Following a jury trial, defendant Matthew Hall was convicted of aggravated battery of a child. He appeals from that conviction, questioning whether (1) he was proved guilty beyond a reasonable doubt of aggravated battery of a child; and (2) his sentence was excessive. For reasons which follow, we affirm.

At trial, Shirley Porter testified that, at approximately 4:30 p.m. on September 11, 1992, she was walking near the corner of Kilbourn and Wilcox in Chicago with three of her sons and noticed defendant, who lived in the neighborhood, sitting on a car. Two of Porter’s sons were in front of her, and Jonathan, who was two years old, lagged behind as he stopped to open a candy wrapper. At this time, Porter heard a car speeding behind her and then heard sounds like firecrackers going off. The sounds were not unusual. She then heard someone shout "I been shot, I been shot.” Porter turned around and saw Jonathan lying against a building with a wound to his head and blood running down his face. At a hospital, an operation was performed on Jonathan’s head. He subsequently stayed at a rehabilitation center for several weeks, continued with outpatient therapy for four weeks, and then returned for surgery to remove a bullet from his leg. Jonathan was still undergoing speech therapy.

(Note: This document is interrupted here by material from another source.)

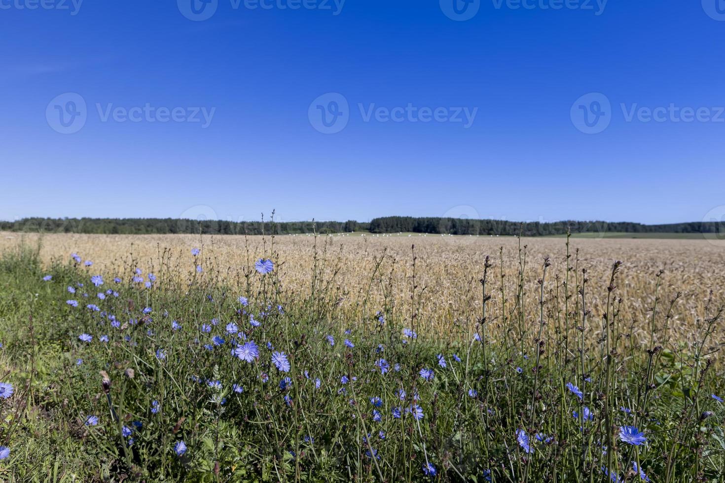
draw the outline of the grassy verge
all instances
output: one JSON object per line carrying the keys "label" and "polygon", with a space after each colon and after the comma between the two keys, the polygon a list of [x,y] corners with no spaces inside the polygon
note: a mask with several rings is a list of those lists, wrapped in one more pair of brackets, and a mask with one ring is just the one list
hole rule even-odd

Oliver Conic, who was 13 years old at the time of trial, testified that he was leaving the grocery store at Kilbourn and Wilcox around the time of the shooting and saw defendant, whom he knew, and two others near a car. He also recognized Porter and Jonathan walking on the sidewalk. A black car then stopped in front of the car that defendant was working on, and the person inside the black car started shooting in defendant’s direction. Defendant then ran 10 to 12 feet towards Jonathan, who was on the sidewalk, picked him up and held Jonathan’s body so that the infant’s body shielded defendant’s face and chest as the shots were being fired. Defendant then laid Jonathan against the building and ran around the corner.

The State then introduced the testimony of Darlene Rich, which corroborated Conic’s testimony and which defendant does not contest.

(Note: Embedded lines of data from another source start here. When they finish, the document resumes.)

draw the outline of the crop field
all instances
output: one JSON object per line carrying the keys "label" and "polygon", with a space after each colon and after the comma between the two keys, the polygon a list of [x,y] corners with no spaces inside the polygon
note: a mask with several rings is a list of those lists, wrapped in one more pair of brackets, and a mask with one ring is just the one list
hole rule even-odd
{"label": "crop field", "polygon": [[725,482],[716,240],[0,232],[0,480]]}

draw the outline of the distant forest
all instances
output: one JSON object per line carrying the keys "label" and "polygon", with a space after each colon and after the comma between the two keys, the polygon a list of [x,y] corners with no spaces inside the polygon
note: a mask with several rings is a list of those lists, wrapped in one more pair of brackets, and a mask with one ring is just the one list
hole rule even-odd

Dr. Terry Lichtor, a neurosurgeon, testified that he operated on Jonathan on September 11, 1992. Jonathan was in a deep coma when he was brought into the hospital. The bullet wounded the frontal lobe of the brain, which controls personality, some parts of speech and motor skills, and intelligence. He believed that the injuries could have permanent effects on Jonathan.

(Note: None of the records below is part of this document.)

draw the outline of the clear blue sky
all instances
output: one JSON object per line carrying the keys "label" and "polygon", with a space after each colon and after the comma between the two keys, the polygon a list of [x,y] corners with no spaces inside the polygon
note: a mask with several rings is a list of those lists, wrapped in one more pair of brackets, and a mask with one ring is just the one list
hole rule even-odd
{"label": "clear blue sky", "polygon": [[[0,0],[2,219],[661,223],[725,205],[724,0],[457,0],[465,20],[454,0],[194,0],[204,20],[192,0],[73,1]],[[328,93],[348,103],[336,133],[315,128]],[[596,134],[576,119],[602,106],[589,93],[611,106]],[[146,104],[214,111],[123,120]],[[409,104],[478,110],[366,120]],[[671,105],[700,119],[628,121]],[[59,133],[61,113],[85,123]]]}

The parties stipulated that on September 11, 1992, defendant was over 18 years of age. The State rested. The circuit court denied defendant’s motion for a directed verdict.

Detective Louis Trifilio testified for the defense. He was assigned to the investigation of this shooting on September 11, 1992. When he first saw defendant around 8 p.m. at the police station, defendant was not under arrest, but was held overnight. At approximately 1 a.m., he was charged with a misdemeanor. On September 12, 1992, Detective Trifilio spoke with Oliver Conic, who told him that defendant picked up Jonathan for protection during the shooting and ran with him. At approximately 5 p.m., after Detective Trifilio had spoken with Conic and Darlene Rich, defendant was charged with a felony.

Following closing arguments, the jury found defendant guilty of aggravated battery of a child. On November 5, 1993, the circuit court sentenced defendant to 10 years in custody of the Illinois Department of Corrections. Defendant timely filed a notice of appeal.

I

Defendant’s first contention is that he was not proved guilty beyond a reasonable doubt of aggravated battery of a child, and he makes two separate arguments to support this contention.

A

Defendant first maintains that no legal theory or principle exists to render him culpable for the injuries sustained by Jonathan Williams. He states that he cannot be found guilty under the doctrine of accountability or the felony murder rule, and he was not the cause of Jonathan’s injuries because he did not fire the gun and was merely trying to save his own life.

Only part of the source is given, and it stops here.